On se souvient d’incipits célèbres. On sait que cette première phrase a été, plus que toute autre, construite, pensée et repensée, souvent même a posteriori, après que l’histoire a été écrite.
Appelez-moi Doukipudonktan. Longtemps, je me suis couché de bonne heure à Mégara, Faubourg de Carthage, dans les jardins d’Hamilcar. Dans la plaine rase, sous la nuit sans étoiles, d’une obscurité et d’une épaisseur d’encre, aujourd’hui, Maman est morte. Ou peut-être hier, je ne sais plus. Les familles heureuses se ressemblent toutes. Je ne sais pas trop par où commencer. La première fois qu’Aurélien vit Bérénice, ça a débuté comme ça. La plage de Big Sur est vide, et je demeure sur le sable, à l’endroit même où je suis tombé. C’est fini.
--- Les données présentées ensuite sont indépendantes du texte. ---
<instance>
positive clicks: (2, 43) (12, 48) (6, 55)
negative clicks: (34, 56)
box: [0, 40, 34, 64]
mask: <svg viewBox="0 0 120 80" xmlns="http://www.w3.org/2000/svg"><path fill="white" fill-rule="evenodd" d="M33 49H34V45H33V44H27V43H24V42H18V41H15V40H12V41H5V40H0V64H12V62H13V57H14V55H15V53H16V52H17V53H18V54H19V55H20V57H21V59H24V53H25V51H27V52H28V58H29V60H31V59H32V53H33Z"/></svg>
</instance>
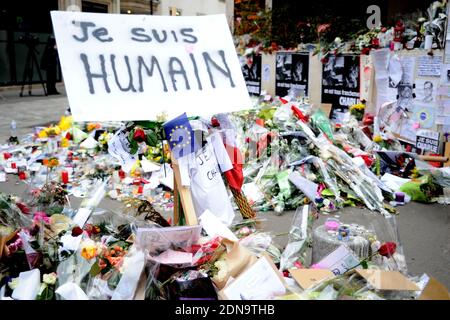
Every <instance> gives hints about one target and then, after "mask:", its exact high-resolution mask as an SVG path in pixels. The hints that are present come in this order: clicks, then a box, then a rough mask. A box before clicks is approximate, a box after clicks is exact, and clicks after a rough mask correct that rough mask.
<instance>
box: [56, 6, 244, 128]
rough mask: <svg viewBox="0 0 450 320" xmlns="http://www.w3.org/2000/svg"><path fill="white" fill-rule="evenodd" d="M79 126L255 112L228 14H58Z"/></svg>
mask: <svg viewBox="0 0 450 320" xmlns="http://www.w3.org/2000/svg"><path fill="white" fill-rule="evenodd" d="M51 15H52V21H53V27H54V31H55V37H56V42H57V46H58V53H59V57H60V61H61V68H62V72H63V76H64V81H65V84H66V89H67V95H68V98H69V103H70V107H71V110H72V113H73V116H74V119H75V120H77V121H121V120H148V119H155V118H156V117H157V115H159V114H161V113H163V112H164V113H166V114H167V115H168V117H169V118H171V117H175V116H177V115H179V114H180V113H183V112H184V111H187V113H188V114H189V115H200V116H208V115H212V114H215V113H220V112H231V111H237V110H242V109H245V108H250V107H251V101H250V97H249V95H248V92H247V89H246V86H245V82H244V78H243V76H242V73H241V68H240V65H239V61H238V58H237V55H236V51H235V48H234V45H233V41H232V37H231V34H230V31H229V29H228V25H227V22H226V18H225V15H212V16H195V17H188V16H186V17H170V16H148V15H115V14H114V15H113V14H98V13H81V12H63V11H52V12H51Z"/></svg>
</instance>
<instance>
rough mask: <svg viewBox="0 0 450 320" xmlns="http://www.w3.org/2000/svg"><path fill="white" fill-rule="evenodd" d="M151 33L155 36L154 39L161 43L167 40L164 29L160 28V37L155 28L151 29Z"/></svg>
mask: <svg viewBox="0 0 450 320" xmlns="http://www.w3.org/2000/svg"><path fill="white" fill-rule="evenodd" d="M152 33H153V37H154V38H155V40H156V41H158V42H159V43H163V42H165V41H166V40H167V32H166V30H162V31H161V33H162V38H161V37H160V36H159V34H158V31H157V30H155V29H153V30H152Z"/></svg>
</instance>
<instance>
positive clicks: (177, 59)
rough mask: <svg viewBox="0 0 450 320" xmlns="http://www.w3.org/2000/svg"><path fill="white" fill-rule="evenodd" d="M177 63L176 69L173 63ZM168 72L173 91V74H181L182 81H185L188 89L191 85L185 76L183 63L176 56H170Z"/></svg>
mask: <svg viewBox="0 0 450 320" xmlns="http://www.w3.org/2000/svg"><path fill="white" fill-rule="evenodd" d="M175 63H177V64H178V66H179V69H178V70H176V69H175V68H174V64H175ZM169 74H170V78H171V79H172V84H173V89H174V90H175V91H177V85H176V82H177V80H175V75H176V74H181V75H183V77H184V81H185V83H186V89H188V90H189V89H190V88H191V87H190V86H189V81H188V78H187V76H186V70H184V67H183V64H182V63H181V61H180V59H178V58H176V57H170V60H169Z"/></svg>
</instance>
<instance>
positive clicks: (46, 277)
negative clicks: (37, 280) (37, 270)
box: [42, 272, 57, 285]
mask: <svg viewBox="0 0 450 320" xmlns="http://www.w3.org/2000/svg"><path fill="white" fill-rule="evenodd" d="M56 278H57V276H56V273H54V272H52V273H47V274H44V276H43V277H42V282H43V283H45V284H48V285H54V284H55V283H56Z"/></svg>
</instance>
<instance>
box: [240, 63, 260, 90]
mask: <svg viewBox="0 0 450 320" xmlns="http://www.w3.org/2000/svg"><path fill="white" fill-rule="evenodd" d="M239 60H240V63H241V68H242V74H243V75H244V80H245V83H246V85H247V90H248V93H249V94H251V95H256V96H259V95H260V93H261V55H252V56H250V57H244V56H240V57H239Z"/></svg>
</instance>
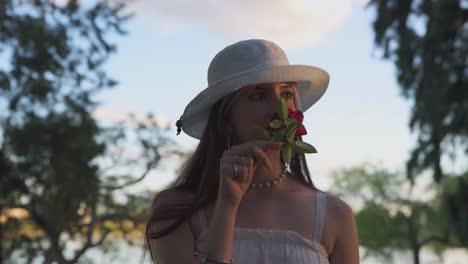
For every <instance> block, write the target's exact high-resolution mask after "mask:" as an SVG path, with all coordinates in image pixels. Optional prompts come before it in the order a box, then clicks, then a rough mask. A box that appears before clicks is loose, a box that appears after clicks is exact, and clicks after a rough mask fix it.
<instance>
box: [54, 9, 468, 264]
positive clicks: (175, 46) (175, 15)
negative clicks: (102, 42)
mask: <svg viewBox="0 0 468 264" xmlns="http://www.w3.org/2000/svg"><path fill="white" fill-rule="evenodd" d="M55 1H57V2H60V1H62V0H55ZM83 1H86V0H83ZM366 2H367V0H288V1H284V0H236V1H214V0H198V1H192V0H171V1H162V0H138V1H136V2H135V3H134V4H133V5H132V6H131V9H132V11H133V12H135V17H134V18H133V19H132V20H130V21H129V23H128V24H127V26H126V29H127V30H128V32H129V34H128V35H127V36H125V37H119V38H113V39H114V40H115V42H116V44H117V46H118V51H117V53H116V54H114V56H113V57H111V59H110V60H109V61H108V63H107V65H106V67H105V70H107V72H108V73H109V74H110V76H113V77H114V78H115V79H117V80H118V81H119V85H117V86H116V87H115V88H113V89H111V90H107V91H104V92H102V93H101V94H100V95H99V96H98V97H97V99H98V100H99V101H101V103H102V104H101V106H100V107H99V108H98V109H97V110H96V111H95V112H94V115H95V117H96V118H98V119H99V120H101V121H103V122H106V121H118V120H122V119H124V118H125V115H126V114H127V113H129V112H132V113H135V114H136V115H137V116H140V117H143V116H144V115H145V114H146V113H148V112H151V113H154V114H155V116H156V117H157V119H158V121H159V122H160V123H161V124H163V125H165V124H167V125H169V126H170V128H171V130H170V132H171V134H172V135H173V139H174V140H176V142H177V143H178V144H180V146H181V148H184V149H194V148H195V147H196V145H197V144H198V140H197V139H194V138H191V137H190V136H188V135H187V134H185V133H181V134H180V135H179V136H176V126H175V122H176V121H177V120H178V119H179V117H180V116H181V115H182V113H183V112H184V109H185V106H186V105H187V104H188V103H189V102H190V100H191V99H192V98H193V97H195V96H196V95H197V94H198V93H199V92H201V91H202V90H203V89H205V88H206V87H207V69H208V65H209V64H210V61H211V59H212V58H213V57H214V56H215V55H216V53H217V52H219V51H220V50H221V49H223V48H224V47H226V46H227V45H230V44H232V43H235V42H237V41H240V40H245V39H250V38H262V39H267V40H270V41H273V42H275V43H276V44H278V45H279V46H280V47H282V48H283V49H284V50H285V52H286V54H287V55H288V58H289V61H290V63H291V64H307V65H313V66H318V67H320V68H323V69H325V70H326V71H327V72H328V73H329V74H330V77H331V79H330V84H329V87H328V89H327V92H326V93H325V94H324V96H323V97H322V98H321V99H320V100H319V101H318V102H317V103H316V104H315V105H313V106H312V107H311V108H310V109H308V110H307V111H306V112H305V113H304V125H305V127H306V129H307V131H308V134H307V135H305V136H303V140H304V141H305V142H308V143H310V144H312V145H313V146H315V147H316V149H317V150H318V153H316V154H306V158H307V162H308V166H309V170H310V173H311V176H312V180H313V181H314V183H315V185H316V186H317V187H318V188H319V189H323V190H328V189H329V188H330V186H331V184H332V182H331V179H330V175H331V172H332V171H333V170H337V169H340V168H345V167H351V166H355V165H359V164H364V163H373V164H380V165H381V166H383V167H385V168H388V169H390V170H400V171H403V168H404V165H405V161H406V160H407V159H408V155H409V151H410V150H411V149H412V147H413V145H414V143H413V142H415V136H414V135H412V134H411V132H410V131H409V128H408V120H409V114H410V110H411V104H410V102H409V101H407V100H405V99H404V98H403V97H401V96H400V90H399V87H398V84H397V83H396V78H395V67H394V65H393V63H392V62H390V61H384V60H382V59H381V58H380V55H379V54H380V51H379V50H376V49H375V46H374V44H373V31H372V27H371V22H372V19H373V12H372V10H370V9H365V8H364V6H365V4H366ZM178 166H179V163H177V162H176V161H174V160H169V161H167V162H165V163H163V167H162V168H160V169H158V170H156V171H154V172H153V173H151V174H150V175H149V176H148V177H147V178H146V179H145V180H144V181H143V182H141V183H140V184H138V185H137V186H134V187H133V188H132V190H133V191H139V190H146V189H148V188H149V189H151V190H155V191H157V190H161V189H162V188H164V186H165V185H166V184H168V183H169V182H170V181H172V180H174V177H176V175H175V173H174V168H175V167H178ZM422 257H423V261H424V263H435V262H436V260H435V259H434V258H430V256H429V255H427V254H424V255H423V256H422ZM446 257H447V256H446ZM429 258H430V259H429ZM406 259H409V257H406ZM459 259H460V258H459V257H453V259H446V260H448V262H447V263H461V262H457V261H458V260H459Z"/></svg>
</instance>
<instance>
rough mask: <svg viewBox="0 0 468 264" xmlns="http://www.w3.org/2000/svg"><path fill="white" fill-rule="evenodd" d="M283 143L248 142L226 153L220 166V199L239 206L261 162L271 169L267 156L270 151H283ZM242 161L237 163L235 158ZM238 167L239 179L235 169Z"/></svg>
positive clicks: (232, 147) (219, 166)
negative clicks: (253, 175)
mask: <svg viewBox="0 0 468 264" xmlns="http://www.w3.org/2000/svg"><path fill="white" fill-rule="evenodd" d="M282 144H283V142H279V141H264V140H256V141H251V142H246V143H243V144H239V145H236V146H232V147H231V148H230V149H227V150H225V151H224V153H223V156H222V157H221V160H220V166H219V177H220V183H219V192H218V198H219V199H222V200H223V201H225V202H228V203H233V204H235V205H238V204H239V203H240V201H241V200H242V197H243V196H244V194H245V192H246V191H247V190H248V188H249V185H250V182H251V181H252V176H253V174H254V172H255V169H256V168H257V166H258V165H259V163H260V162H262V163H263V164H264V166H267V167H270V168H271V164H270V161H269V159H268V156H267V155H266V154H265V152H266V151H268V149H281V145H282ZM236 156H239V157H241V159H238V160H236V161H235V157H236ZM234 162H235V164H237V165H236V167H237V177H236V172H235V168H234Z"/></svg>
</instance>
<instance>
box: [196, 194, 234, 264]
mask: <svg viewBox="0 0 468 264" xmlns="http://www.w3.org/2000/svg"><path fill="white" fill-rule="evenodd" d="M237 209H238V205H235V204H231V203H227V202H223V201H222V200H217V201H216V205H215V208H214V211H213V216H212V217H211V221H210V223H209V225H208V227H207V228H208V230H207V231H206V237H205V240H204V245H205V248H204V249H202V250H204V252H206V254H207V255H208V256H210V257H214V258H217V259H221V260H225V261H229V260H231V258H232V248H233V240H234V229H235V221H236V215H237ZM207 263H210V264H211V263H213V264H214V263H217V262H215V261H212V260H208V261H207Z"/></svg>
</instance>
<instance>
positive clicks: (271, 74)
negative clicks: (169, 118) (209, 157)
mask: <svg viewBox="0 0 468 264" xmlns="http://www.w3.org/2000/svg"><path fill="white" fill-rule="evenodd" d="M329 81H330V75H329V74H328V73H327V72H326V71H325V70H323V69H321V68H319V67H315V66H309V65H290V64H289V60H288V57H287V56H286V54H285V53H284V51H283V50H282V49H281V48H280V47H279V46H278V45H276V44H275V43H273V42H271V41H268V40H263V39H249V40H244V41H239V42H237V43H234V44H231V45H229V46H227V47H226V48H224V49H223V50H221V51H220V52H219V53H218V54H216V56H215V57H214V58H213V60H212V61H211V63H210V66H209V68H208V87H207V88H206V89H204V90H203V91H201V92H200V93H199V94H198V95H197V96H196V97H195V98H194V99H192V101H190V103H189V104H188V105H187V106H186V107H185V110H184V113H183V115H182V116H181V117H180V119H179V121H177V123H176V125H177V126H178V127H179V129H178V134H179V133H180V127H181V128H182V130H183V131H184V132H185V133H186V134H188V135H189V136H191V137H194V138H196V139H201V137H202V134H203V132H204V130H205V127H206V124H207V122H208V117H209V114H210V110H211V107H212V106H213V105H214V104H215V103H216V102H217V101H218V100H220V99H221V98H223V97H224V96H226V95H228V94H230V93H232V92H234V91H236V90H238V89H240V88H242V87H244V86H246V85H252V84H257V83H270V82H296V85H295V86H296V89H297V92H298V94H296V93H295V98H294V100H295V103H296V109H297V110H300V111H302V112H305V111H306V110H307V109H309V108H310V107H311V106H312V105H313V104H315V103H316V102H317V101H318V100H319V99H320V98H321V97H322V96H323V94H324V93H325V91H326V90H327V87H328V83H329Z"/></svg>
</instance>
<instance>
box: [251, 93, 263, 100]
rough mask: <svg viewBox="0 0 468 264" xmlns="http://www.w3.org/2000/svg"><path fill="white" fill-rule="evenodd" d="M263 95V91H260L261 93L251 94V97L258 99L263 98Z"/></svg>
mask: <svg viewBox="0 0 468 264" xmlns="http://www.w3.org/2000/svg"><path fill="white" fill-rule="evenodd" d="M262 96H263V93H262V92H259V93H253V94H252V95H250V98H251V99H258V98H261V97H262Z"/></svg>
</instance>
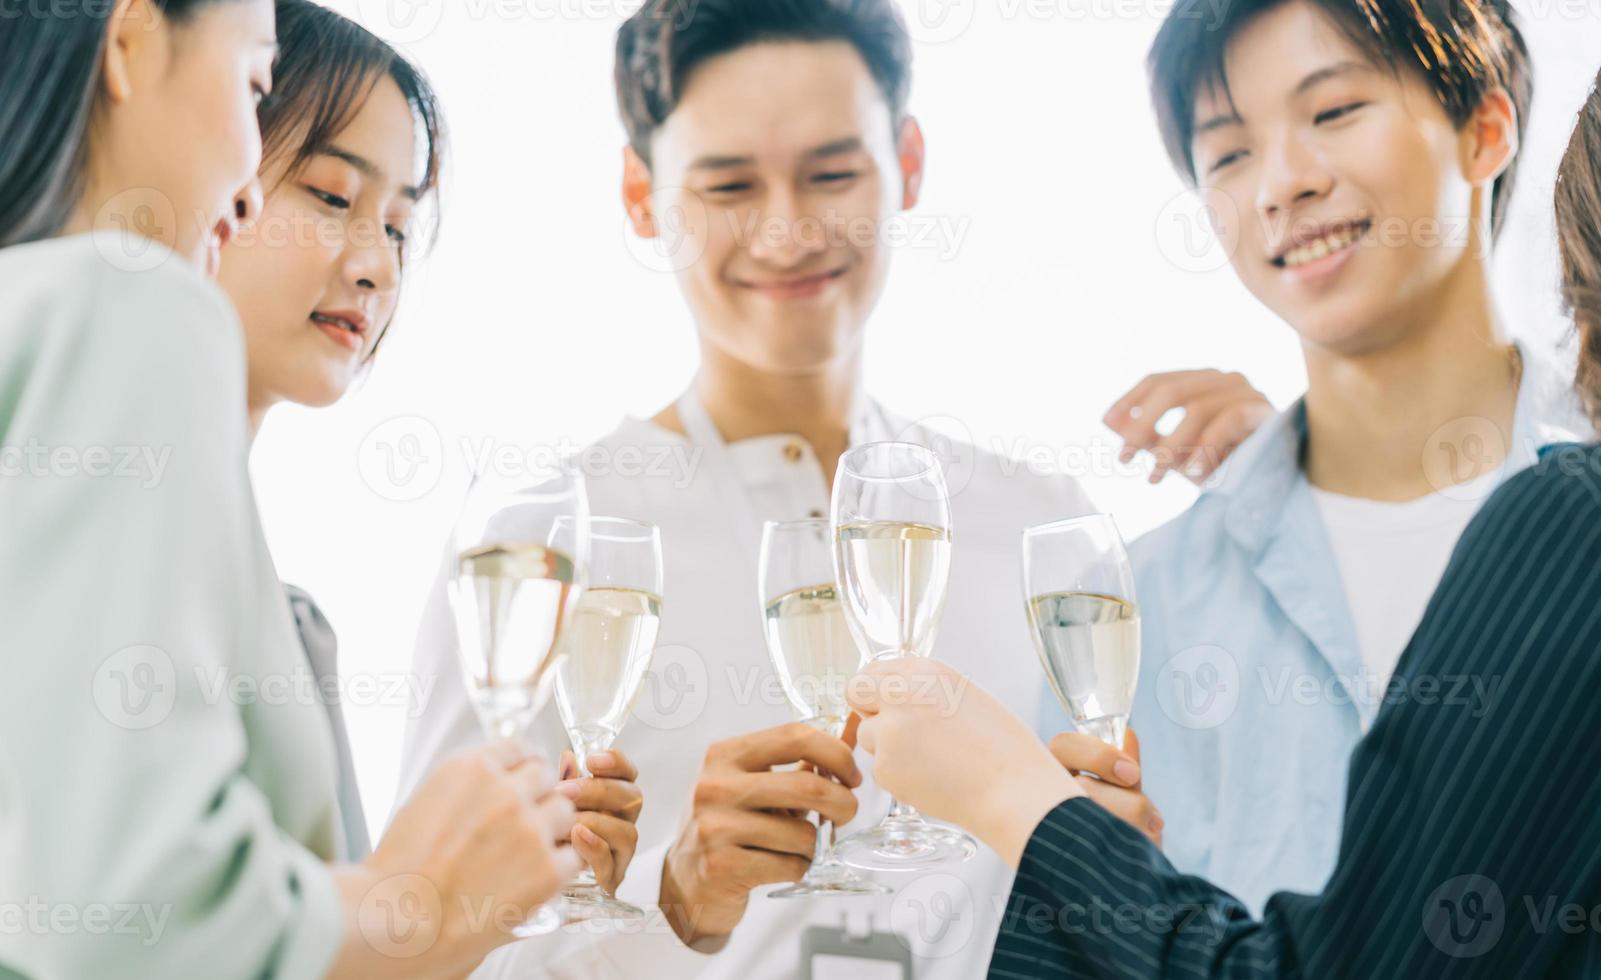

Ces incipits me font penser aux quelques lignes des annonces matrimoniales de jadis dans Le Chasseur français :
Fig. 1 : Gérard 71 ans, 1,73 m, sobre, non fumeur, sérieux, fidèle, aimant musique, sorties, nature, rencontrerait dame simple, vie commune si affinités ;
Fig. 2 : jeune femme avec trois enfants + deux chiens très grande race cherche un mari très riche ;
Fig. 3 : JH TBM ch JF sex é cool pour plan q et + si aff…
Tout est dit, l’affaire est dans le sac. On sait tout de suite à qui on a affaire, à un Tolstoï, à un Proust ou à un Simenon.